After you’ve identified every aspect of your user journey narrative, it’s time to map it. Usually, you want to place a usual sales funnel as the spine of your map. This means you start from awareness (or search), followed by research and ending in conversion with an additional step of post-conversion engagement, which helps with retention rates. Afterward, you should start differentiating the different stages of your map so you can identify what needs to happen at each stage. For your lab test app, these stages can look something like this:

  1. Search for lab test apps.
  2. Watch an ad for your lab tests app (or other touchpoints that directs them towards your app).
  3. Download your app.
  4. Create an account (link medical data, insurance, personal data, previous lab results, and other necessary information to create the account).
  5. Schedule the first appointment at the lab.
  6. Receive the test results through the app.
  7. Rate the app.

Each of these stages has an emotion, action, motivation, and pain point. Ensure to place them correctly according to the data from your research, user personas, test groups, and surveys. However, keep in mind that this information can translate into nonlinear journeys, which is expected and normal. Users rarely exhibit predictive behaviors. Some users may jump from awareness straight to conversion, others may spend too much time bouncing back and forth between awareness and research before converting, and others may never convert.

7. Update and Keep Improving

Now that you’ve built your customer journey map, you’re ready to step into the next stage of your development process. However, this doesn’t mean your map should be archived and left for dead. App user behaviors are constantly changing and evolving, as seen in this study where healthcare apps have a post-install retention rate of 20,2% on the first day but withers down to only 4% by day 30. These numbers mean that healthcare app developers aren’t reading their users correctly and are losing them too fast. So, make sure your user journey maps evolve as your users do.

Ensure you keep your testing and maintenance strategies flawless while you update and improve your customer journey map using actual feedback from your users. Update your app as you gather new information and insights about pain points, new feelings, and motivations. Also, consider technological advancements, public health policies, outbreaks, and many more factors that can directly impact your users’ health and, consequently, how they interact with your app.

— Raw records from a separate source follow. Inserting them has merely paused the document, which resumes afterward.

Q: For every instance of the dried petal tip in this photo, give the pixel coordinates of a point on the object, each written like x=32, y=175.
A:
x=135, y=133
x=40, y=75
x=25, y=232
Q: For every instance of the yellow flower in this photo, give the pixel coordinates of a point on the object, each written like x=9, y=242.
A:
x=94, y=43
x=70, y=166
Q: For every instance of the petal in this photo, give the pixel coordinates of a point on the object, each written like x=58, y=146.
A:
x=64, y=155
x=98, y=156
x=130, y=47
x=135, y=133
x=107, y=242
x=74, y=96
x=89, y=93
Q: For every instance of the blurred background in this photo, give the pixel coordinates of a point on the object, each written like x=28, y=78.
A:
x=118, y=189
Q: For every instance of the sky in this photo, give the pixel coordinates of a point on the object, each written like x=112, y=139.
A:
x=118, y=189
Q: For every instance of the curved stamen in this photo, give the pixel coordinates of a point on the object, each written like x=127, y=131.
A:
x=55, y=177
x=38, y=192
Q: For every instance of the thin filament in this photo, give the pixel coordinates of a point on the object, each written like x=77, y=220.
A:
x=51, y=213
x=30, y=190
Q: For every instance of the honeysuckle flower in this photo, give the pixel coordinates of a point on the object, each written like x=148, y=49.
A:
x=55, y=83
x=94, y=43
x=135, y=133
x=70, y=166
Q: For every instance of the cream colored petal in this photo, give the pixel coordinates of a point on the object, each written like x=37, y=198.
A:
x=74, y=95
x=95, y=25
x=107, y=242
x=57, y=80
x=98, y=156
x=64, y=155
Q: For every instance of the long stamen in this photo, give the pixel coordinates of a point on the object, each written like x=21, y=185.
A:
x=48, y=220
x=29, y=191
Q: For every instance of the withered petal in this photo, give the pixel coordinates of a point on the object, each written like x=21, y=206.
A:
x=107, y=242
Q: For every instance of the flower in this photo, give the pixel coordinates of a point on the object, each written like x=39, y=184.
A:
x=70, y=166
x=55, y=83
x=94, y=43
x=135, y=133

User Journey Maps: Conclusion

User Journey Maps: Conclusion

Healthcare app proliferation came with its challenges for development teams. We had to become increasingly skillful at understanding and even predicting user behaviors to deliver robust, long-lasting solutions. Luckily, mapping tools are now widespread, and they have become a relevant approach for building cohesion between development teams and our users. Now, thanks to user journeys and their mapping, development companies can understand their users better than ever and can get valuable insight into a patient’s experience within a specific digital environment.

Moreover, we can now empathize with patients through actual data, witness their emotions, motivations, and act towards meeting as many needs and solving as many problems as possible, all with a piece of mobile technology. We can now close gaps within mobile healthcare systems and improve our users’ experiences by making gradual but pivotal modifications to help them access everything they need and, hopefully, push the medical world towards a mobile-centered life.